Total Place

Rising to the challenge in Coventry

Posted on December 17th, 2009

Coventry is in sub-regional partnership with Solihull and Warwickshire working on children’s services and social care.

Total Place is an ambitious programme, with challenging timescales.  It’s no surprise that as a sub-region we felt this was just the kind of challenge we could rise to.  Within the sub-region we are well versed in partnership working and enthusiastic about what can be achieved through collective energy.  Leaders in a place should think more creatively about how to innovate and learn together; Total Place is key to driving this.

I see Total Place as a programme, which should find three kinds of solutions:

  1. Those that are local and we should implement straight away.
  2. Those that might need some more formal leadership to drive them through but can still be implemented locally.
  3. The ‘audacious asks’ which need both Whitehall and public agencies on the ground to think and act differently.  These will lead to a real step change in public service and drive out efficiencies whilst improving services.

In engaging our partners to think creatively about services, the discussions about the work streams, otherwise known as deep dives, are absolutely crucial.  Partners need to feel that they are able to influence the deep dives so they will have some ownership in driving them forward.  Although this can feel like a delay in the process and there is an understandable imperative to move on, it is time well spent.  The clarity around scoping work streams has been crucial to us in the sub-region and means that partners can identify the right people to be involved, at the right time.

In mapping our deep dives, we want to take account of the large amounts of research that has already been completed and we are working with the IDeA and others to understand and digest what works.  This will ensure that the learning that has already been done in public services is used as a platform to improve even further and crucially those interventions that do not work can be discarded, delivering efficiencies and leaving room to innovate.

Mapping the resources across the sub-region has indicated the large sums involved in public sector spend.  This exercise was challenging for our finance colleagues and certainly if Total Place is to be rolled out nationally, some more support may be required for this aspect.  The decision that we took to contact public agencies to provide the information, rather than using the model of Counting Cumbria which used publically availably accounts, was helpful to raise awareness of the pilot.  But it inevitably takes longer!  Where this cannot be provided we have tried to work on a pragmatic basis of apportioning spend and/or using the public accounts.  In order to get maximum value from this exercise, a common methodology would be beneficial and allow for comparisons.  Learning to accept that ‘roughly right’ is good enough and moving onto the deep dives has been a cultural challenge for us, but we’re getting there; and now we need to press on.

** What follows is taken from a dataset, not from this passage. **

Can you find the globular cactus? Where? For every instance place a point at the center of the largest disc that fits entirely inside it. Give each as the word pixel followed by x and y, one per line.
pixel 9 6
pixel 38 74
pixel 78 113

I have been very heartened by the enthusiasm and energy that exists around the pilots.  From the very beginning our Pilot has been keen to work closely with Whitehall and has engaged with the Department for Children, School and Families as our lead department and our Whitehall Champion.  This level of engagement will lead to much more sustainable solutions, delivered more speedily.

If we are to deliver new kinds of public services then we need to think in new ways about how to deliver them.  Total Place is a cultural change.  This means being open and honest with one another and mature enough to admit when things aren’t going well.    We are learning about ourselves throughout the journey and are keen to share our learning along the way with others; pilots and non-pilots alike.  We have begun this by visiting other authorities who are considering adopting a total place methodology and are actively using the community of practice to share our experiences.

Martin Reeves, Chief Executive of Coventry City Council

Category: leadership

1 Comment »

  1. Having read this morning a number of the overviews from each of the pilot areas, it is clear that some areas are more timorous than others. i.e. in grasping what could really be possible, albeit in the most dificult of fiscal and monetary times. This “deep dive” analogy perfectly captures the ground breaking and aspirational balanced with the initial & pragmatic spade work needed to underpin radical local/national proposals for change. Go Coventry others will follow.